Over the past year, this guilt-by-association trend for “Asian-looking people” has extended to their alleged involvement in widespread tax evasion by satellite families, casino money-laundering and the opioids crisis.

As if these challenges weren’t enough, Chinese-Canadians must contend with three emerging major trends that will subject the community to further suspicion.

First, Chinese-Canadians, despite their mostly negative sentiments toward Beijing, have the new burden of proving they are not China’s proxy. But not without basis, there are growing fears in Canada’s policymaking and security establishments that some immigrants of Chinese descent are potential conduits of influence and espionage for Beijing.

Second, the public’s conflation of Chinese with China is becoming a public relations nightmare for the community. These days, China’s global image is in free fall on account of human-rights abuses in Xinjiang and Tibet, the riots in Hong Kong and Beijing’s worsening ties with neighboring countries and the West. Canada’s all-time-low bilateral relations with China are still reeling from Huawei-related security issues and diplomatic disputes.
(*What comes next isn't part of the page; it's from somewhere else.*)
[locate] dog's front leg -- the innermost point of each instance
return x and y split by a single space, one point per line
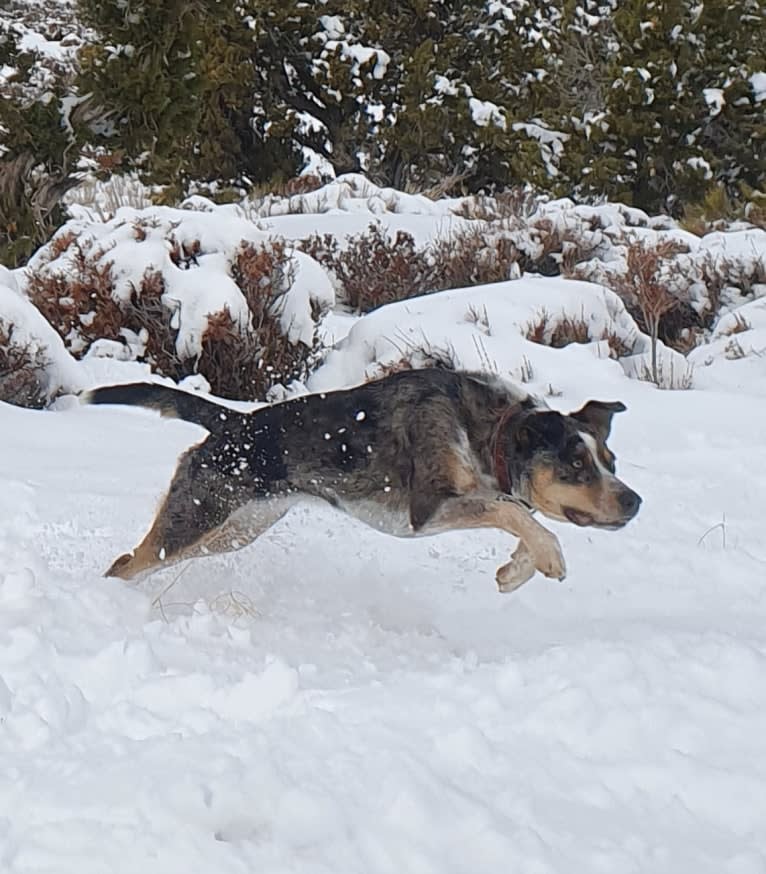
538 548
Third, in line with the United States and Europe, anti-immigration xenophobia and populism are on the rise in Canada. Non-white immigrants will have to contend with increasing “go back to your country” sentiments, especially now that the US president has made it all but officially acceptable. Ethnic Chinese will be under pressure to prove their Canadianness.

Rose Wu may not have intended it, but her article speaks to the growing uncertainties for Chinese-Canadians amid the challenges brought on by an increasingly aggressive China, and the emergence of a new and troubling strain of Sinophobia in Canada.